In a stage theater like manner, Dennis grabbed Byron's Pilgrimage. "Byron?" He waved the book. "What's wrong with romanticism?"

"It's not the Pilgrimage, thick head." Michael hit his own forehead with his palm. "Whatever Denny, I have to sleep. The city of San Francisco waits me tomorrow."

"Right, there shall be millions of fairies in attendance." Michael ignored Dennis' caustic irony, raised to kiss him goodnight, and laid back, pretending to be asleep again.

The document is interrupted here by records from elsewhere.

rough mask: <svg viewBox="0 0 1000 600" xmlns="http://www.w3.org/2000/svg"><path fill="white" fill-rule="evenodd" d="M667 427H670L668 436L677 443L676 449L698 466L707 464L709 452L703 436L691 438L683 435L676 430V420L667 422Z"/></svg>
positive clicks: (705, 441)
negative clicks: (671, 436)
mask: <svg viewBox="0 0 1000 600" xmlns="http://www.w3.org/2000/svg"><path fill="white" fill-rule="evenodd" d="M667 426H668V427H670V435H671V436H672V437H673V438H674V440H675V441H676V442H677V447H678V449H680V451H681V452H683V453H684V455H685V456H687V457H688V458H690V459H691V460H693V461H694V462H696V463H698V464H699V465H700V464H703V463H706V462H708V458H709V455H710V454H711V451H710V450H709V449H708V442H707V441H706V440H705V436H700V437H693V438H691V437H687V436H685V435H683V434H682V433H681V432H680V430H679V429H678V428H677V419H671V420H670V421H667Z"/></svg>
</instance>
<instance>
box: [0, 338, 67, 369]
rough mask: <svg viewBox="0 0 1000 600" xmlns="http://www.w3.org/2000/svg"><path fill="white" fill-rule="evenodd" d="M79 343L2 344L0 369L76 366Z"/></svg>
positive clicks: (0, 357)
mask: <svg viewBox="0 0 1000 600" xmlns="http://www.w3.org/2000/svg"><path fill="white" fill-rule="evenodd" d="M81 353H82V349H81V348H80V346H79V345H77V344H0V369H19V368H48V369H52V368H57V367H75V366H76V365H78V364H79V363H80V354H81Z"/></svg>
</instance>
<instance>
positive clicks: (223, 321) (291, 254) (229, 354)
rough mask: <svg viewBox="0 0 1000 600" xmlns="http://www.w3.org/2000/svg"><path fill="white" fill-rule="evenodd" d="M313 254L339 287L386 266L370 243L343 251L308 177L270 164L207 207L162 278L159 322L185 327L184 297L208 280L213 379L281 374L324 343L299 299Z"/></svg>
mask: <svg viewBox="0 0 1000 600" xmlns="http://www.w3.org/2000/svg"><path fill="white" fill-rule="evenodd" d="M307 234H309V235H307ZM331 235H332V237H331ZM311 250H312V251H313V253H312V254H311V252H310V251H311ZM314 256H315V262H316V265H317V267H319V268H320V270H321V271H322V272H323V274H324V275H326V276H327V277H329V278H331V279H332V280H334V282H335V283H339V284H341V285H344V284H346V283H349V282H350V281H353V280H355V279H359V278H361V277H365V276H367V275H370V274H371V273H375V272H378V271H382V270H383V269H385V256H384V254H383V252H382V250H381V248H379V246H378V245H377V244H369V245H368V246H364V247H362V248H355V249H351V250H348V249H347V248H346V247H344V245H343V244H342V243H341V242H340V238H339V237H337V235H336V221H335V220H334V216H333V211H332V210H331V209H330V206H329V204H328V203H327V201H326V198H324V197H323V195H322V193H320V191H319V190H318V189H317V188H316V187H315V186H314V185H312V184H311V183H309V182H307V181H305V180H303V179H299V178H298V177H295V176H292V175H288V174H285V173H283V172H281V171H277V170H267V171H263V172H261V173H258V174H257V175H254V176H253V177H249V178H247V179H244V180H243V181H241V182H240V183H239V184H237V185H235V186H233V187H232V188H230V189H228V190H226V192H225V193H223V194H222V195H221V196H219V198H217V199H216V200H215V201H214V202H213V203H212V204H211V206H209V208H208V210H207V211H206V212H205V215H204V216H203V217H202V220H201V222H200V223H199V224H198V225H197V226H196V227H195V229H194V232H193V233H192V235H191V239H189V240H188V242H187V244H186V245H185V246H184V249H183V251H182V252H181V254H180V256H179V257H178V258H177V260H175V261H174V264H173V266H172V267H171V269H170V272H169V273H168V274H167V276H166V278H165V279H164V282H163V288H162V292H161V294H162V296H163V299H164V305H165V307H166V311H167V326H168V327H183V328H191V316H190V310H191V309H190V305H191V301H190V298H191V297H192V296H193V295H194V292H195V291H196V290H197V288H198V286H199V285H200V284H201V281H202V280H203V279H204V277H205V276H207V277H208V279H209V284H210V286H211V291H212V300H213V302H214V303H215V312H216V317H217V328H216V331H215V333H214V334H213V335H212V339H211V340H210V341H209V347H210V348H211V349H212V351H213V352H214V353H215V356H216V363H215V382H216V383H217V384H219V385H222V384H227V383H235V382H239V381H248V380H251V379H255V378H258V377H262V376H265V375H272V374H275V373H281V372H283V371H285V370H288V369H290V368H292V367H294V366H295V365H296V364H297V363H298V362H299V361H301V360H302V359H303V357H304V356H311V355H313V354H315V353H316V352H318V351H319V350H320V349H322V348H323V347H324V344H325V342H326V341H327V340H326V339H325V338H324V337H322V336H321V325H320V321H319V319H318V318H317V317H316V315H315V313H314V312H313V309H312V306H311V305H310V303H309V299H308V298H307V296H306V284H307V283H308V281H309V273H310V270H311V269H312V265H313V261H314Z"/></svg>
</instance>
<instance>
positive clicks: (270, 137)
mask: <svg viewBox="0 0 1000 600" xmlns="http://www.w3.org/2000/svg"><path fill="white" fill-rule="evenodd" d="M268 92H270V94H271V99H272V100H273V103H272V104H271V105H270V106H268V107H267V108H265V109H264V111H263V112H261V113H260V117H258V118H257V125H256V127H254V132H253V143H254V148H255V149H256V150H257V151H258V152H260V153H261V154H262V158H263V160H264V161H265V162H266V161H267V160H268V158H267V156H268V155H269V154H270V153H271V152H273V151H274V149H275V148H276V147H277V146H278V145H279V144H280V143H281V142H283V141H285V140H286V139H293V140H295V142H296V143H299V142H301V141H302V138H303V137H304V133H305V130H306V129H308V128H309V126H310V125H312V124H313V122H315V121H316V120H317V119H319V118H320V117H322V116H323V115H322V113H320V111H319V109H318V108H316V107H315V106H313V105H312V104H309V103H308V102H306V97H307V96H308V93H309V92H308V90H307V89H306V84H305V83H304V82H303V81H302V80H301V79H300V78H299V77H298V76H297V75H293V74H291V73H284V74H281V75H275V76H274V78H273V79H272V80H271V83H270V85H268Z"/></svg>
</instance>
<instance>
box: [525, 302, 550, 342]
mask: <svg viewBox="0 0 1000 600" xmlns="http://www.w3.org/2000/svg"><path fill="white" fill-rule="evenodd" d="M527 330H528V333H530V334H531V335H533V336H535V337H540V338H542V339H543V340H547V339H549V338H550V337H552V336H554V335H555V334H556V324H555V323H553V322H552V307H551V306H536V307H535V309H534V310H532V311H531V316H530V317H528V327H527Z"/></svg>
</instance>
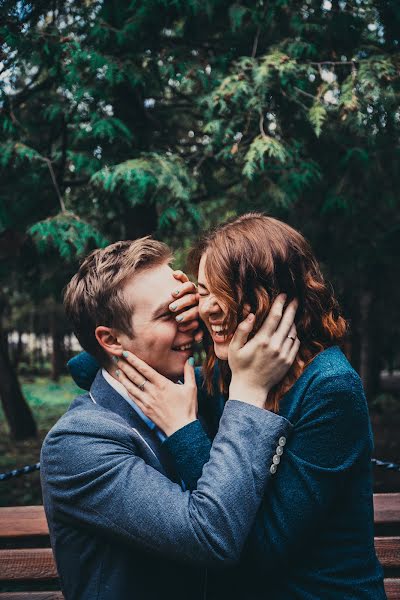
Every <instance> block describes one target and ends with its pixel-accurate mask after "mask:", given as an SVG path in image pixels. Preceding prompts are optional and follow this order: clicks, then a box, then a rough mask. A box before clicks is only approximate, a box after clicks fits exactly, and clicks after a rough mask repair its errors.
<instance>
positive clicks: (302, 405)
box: [247, 373, 372, 569]
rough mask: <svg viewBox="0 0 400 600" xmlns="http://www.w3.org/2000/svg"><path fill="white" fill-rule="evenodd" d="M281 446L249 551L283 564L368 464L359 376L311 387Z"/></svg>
mask: <svg viewBox="0 0 400 600" xmlns="http://www.w3.org/2000/svg"><path fill="white" fill-rule="evenodd" d="M293 424H294V430H293V434H292V436H291V438H290V440H289V442H288V444H287V446H285V447H284V448H283V454H282V457H281V459H282V460H281V463H280V465H279V477H277V478H276V479H274V481H273V483H272V484H271V486H270V487H269V488H268V491H267V493H266V494H265V497H264V499H263V501H262V504H261V507H260V510H259V512H258V514H257V518H256V522H255V526H254V527H253V529H252V532H251V536H250V538H249V542H248V545H247V549H248V550H249V551H250V552H251V556H252V557H253V558H254V560H255V562H257V560H258V559H260V560H262V563H263V564H264V565H265V564H268V565H269V568H272V569H273V568H274V567H278V566H281V565H282V564H283V563H284V562H285V561H286V560H287V558H288V556H290V554H291V552H292V551H293V550H294V549H295V548H296V547H304V545H305V544H308V543H310V542H309V541H307V540H309V537H308V538H307V536H309V535H310V531H312V530H315V528H318V525H319V523H320V522H321V523H322V522H323V521H324V519H326V518H327V514H329V511H330V510H332V509H333V510H334V509H335V502H337V499H338V498H339V497H340V494H342V493H343V491H345V490H346V483H347V482H348V481H350V480H351V478H352V477H354V476H359V475H358V473H359V472H360V470H361V471H362V470H363V469H364V470H365V473H366V477H367V476H368V475H367V473H368V470H369V466H370V456H371V452H372V436H371V430H370V423H369V416H368V409H367V404H366V401H365V397H364V393H363V390H362V385H361V382H360V380H359V378H358V377H357V376H356V375H355V374H354V375H352V374H349V373H346V374H344V375H340V374H339V375H336V376H333V375H332V376H331V377H326V376H325V377H324V380H323V381H322V382H321V383H320V384H312V385H311V386H310V388H309V389H308V392H307V394H306V396H305V397H304V398H303V400H302V404H301V407H300V411H299V416H298V420H297V421H295V420H293Z"/></svg>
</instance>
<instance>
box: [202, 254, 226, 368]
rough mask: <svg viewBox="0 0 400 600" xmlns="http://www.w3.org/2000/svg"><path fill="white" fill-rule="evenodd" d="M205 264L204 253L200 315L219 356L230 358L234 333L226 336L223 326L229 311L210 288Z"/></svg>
mask: <svg viewBox="0 0 400 600" xmlns="http://www.w3.org/2000/svg"><path fill="white" fill-rule="evenodd" d="M205 264H206V254H203V256H202V257H201V260H200V264H199V275H198V286H199V296H200V299H199V312H200V317H201V318H202V320H203V321H204V323H205V325H206V327H207V329H208V331H209V332H210V335H211V337H212V340H213V342H214V352H215V354H216V356H217V358H219V359H220V360H228V348H229V343H230V341H231V339H232V335H229V336H225V335H224V332H223V330H222V326H221V323H222V322H223V320H224V319H225V317H226V313H227V311H226V308H224V307H223V306H222V305H221V303H220V301H219V300H218V299H217V298H216V296H215V295H214V294H213V293H212V292H211V290H210V287H209V284H208V281H207V277H206V274H205Z"/></svg>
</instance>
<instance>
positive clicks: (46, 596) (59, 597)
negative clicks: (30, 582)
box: [0, 592, 64, 600]
mask: <svg viewBox="0 0 400 600" xmlns="http://www.w3.org/2000/svg"><path fill="white" fill-rule="evenodd" d="M0 600H64V596H63V594H62V592H5V593H4V594H0Z"/></svg>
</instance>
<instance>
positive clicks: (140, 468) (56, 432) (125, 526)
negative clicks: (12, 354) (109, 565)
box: [41, 400, 291, 565]
mask: <svg viewBox="0 0 400 600" xmlns="http://www.w3.org/2000/svg"><path fill="white" fill-rule="evenodd" d="M85 412H86V413H87V414H85ZM74 413H77V414H74ZM83 413H84V414H82V411H78V410H72V411H70V413H67V415H66V418H63V419H61V420H60V421H59V423H58V424H57V425H56V426H55V427H54V428H53V429H52V430H51V432H50V433H49V434H48V436H47V438H46V440H45V442H44V445H43V448H42V455H41V465H42V473H41V476H42V485H43V488H44V497H45V498H47V499H49V498H51V503H50V502H49V500H47V501H46V502H47V505H48V507H49V506H50V510H51V511H52V514H53V517H54V518H58V519H62V520H63V521H65V520H68V521H69V522H71V523H73V524H75V526H79V527H85V528H89V529H93V530H94V531H95V532H96V534H98V535H104V536H110V537H113V538H117V539H118V540H120V541H121V542H124V543H128V544H129V543H130V544H134V545H140V546H141V547H142V548H143V549H145V550H149V551H152V552H157V553H160V554H163V555H168V557H169V558H173V559H179V560H186V561H191V562H195V563H196V564H206V565H207V564H216V563H220V562H226V563H232V562H236V561H237V560H238V559H239V557H240V553H241V550H242V547H243V545H244V542H245V539H246V536H247V535H248V532H249V530H250V527H251V524H252V522H253V520H254V518H255V515H256V512H257V508H258V506H259V504H260V501H261V498H262V495H263V490H264V487H265V485H266V483H267V480H268V479H269V477H270V465H271V462H272V457H273V454H274V452H275V448H276V445H277V441H278V439H279V437H280V436H288V435H289V433H290V430H291V424H290V423H289V421H287V420H286V419H284V418H283V417H279V416H277V415H275V414H273V413H271V412H268V411H265V410H261V409H258V408H256V407H254V406H250V405H248V404H245V403H243V402H240V401H236V400H231V401H229V402H228V404H227V406H226V408H225V411H224V414H223V417H222V420H221V426H220V430H219V432H218V434H217V437H216V439H215V441H214V445H213V447H212V450H211V454H210V460H209V461H208V463H207V464H206V465H205V467H204V469H203V474H202V476H201V478H200V480H199V482H198V485H197V489H196V490H195V491H193V492H192V493H190V492H189V491H185V492H183V491H182V490H181V488H180V487H179V486H178V485H177V484H174V483H173V482H171V481H170V480H169V479H167V478H166V477H164V476H163V475H162V474H161V473H159V472H158V471H157V470H156V469H154V468H152V467H151V466H150V465H148V464H147V463H145V462H144V461H143V460H142V459H141V458H140V457H139V456H138V455H137V447H136V445H135V444H136V443H137V442H135V439H134V436H132V432H131V430H130V428H129V427H127V426H126V425H125V424H119V423H118V424H116V423H114V422H112V421H111V422H110V419H108V418H107V416H106V415H104V413H102V411H101V410H100V409H99V410H98V411H97V412H96V413H95V415H94V414H93V413H94V411H93V410H91V411H89V410H86V411H83ZM94 417H95V418H94ZM110 423H111V424H110ZM46 510H47V508H46Z"/></svg>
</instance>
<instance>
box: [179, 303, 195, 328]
mask: <svg viewBox="0 0 400 600" xmlns="http://www.w3.org/2000/svg"><path fill="white" fill-rule="evenodd" d="M198 318H199V309H198V307H197V306H194V307H193V308H189V309H187V310H184V311H183V312H181V313H180V314H179V315H178V316H177V317H175V320H176V322H177V323H179V324H181V323H188V322H189V321H194V320H197V319H198Z"/></svg>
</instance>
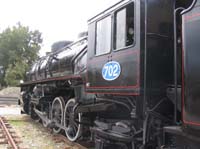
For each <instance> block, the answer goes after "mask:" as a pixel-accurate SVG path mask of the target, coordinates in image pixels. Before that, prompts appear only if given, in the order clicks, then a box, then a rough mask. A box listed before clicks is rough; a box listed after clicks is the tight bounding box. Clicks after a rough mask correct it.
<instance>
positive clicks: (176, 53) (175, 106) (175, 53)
mask: <svg viewBox="0 0 200 149" xmlns="http://www.w3.org/2000/svg"><path fill="white" fill-rule="evenodd" d="M184 9H185V8H183V7H179V8H177V9H175V11H174V90H175V92H174V97H175V103H174V123H175V124H176V122H177V104H178V97H177V94H178V93H177V92H178V91H177V89H178V87H177V86H178V83H177V78H178V75H177V63H178V61H177V30H176V27H177V26H176V14H177V12H178V11H180V10H184Z"/></svg>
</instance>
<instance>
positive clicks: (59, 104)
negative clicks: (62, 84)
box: [51, 97, 65, 133]
mask: <svg viewBox="0 0 200 149" xmlns="http://www.w3.org/2000/svg"><path fill="white" fill-rule="evenodd" d="M64 104H65V102H64V99H63V98H62V97H56V98H55V99H54V100H53V103H52V110H51V120H52V121H53V122H54V123H55V124H60V125H63V112H64ZM61 130H62V129H61V128H60V127H57V126H55V127H54V128H53V132H54V133H59V132H60V131H61Z"/></svg>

Dennis had one remaining troublesome thought, hoovering over his mind, concerning the ultimate chaos which he witnessed in his nightmare. He got out of bed, dressed only in his boxers, with the moonlight hitting his lean and ballet dancer like anatomy. He stared at the balcony, outside, well knowing that Michael was observing him.

"Do you think Mei and Saji are doing well?" Dennis' question had a shadow of concern, which himself could not explain.

"Doing just fine, those two. Gazing, over the edge, in the westernmost part of the Old Continent."

Dennis heard his lovers remark, as if they issued the most fundamental logic and common sense. He slightly opened the balcony door, feeling the soft wind of Summer, observing the nearby palmtrees, outside in the street. He glanced at a closed book, marked in the middle, with contempt. Dennis wondered if it was really worth the endeavour, to continue to read it - words which were left by a specter of obscurantism -, Dennis thought. Product of the twisted mind of Julius Evola.

Dennis rather decided to observe, instead, the horizon. The full Moon partially illuminated the nearby firmament, uncovering, in the dark of sky and stars, the small pieces of cloud, typical of the West Coast, that suspended in the air here and there. Was anything worse than sleeping, and not having domination over one's thoughts, in this he was thinking.

Almost in silent voice, he blew to the quiet and silent night, reanimating, in his head, the sight of a crumbling Moon and of a mystical ark, "Death is only the beggining..."

At that instant, a detonation of a flaming mushroom was about to craft a cancer on the very land, where the winds of Winter often blew, in the westernmost part of the New World.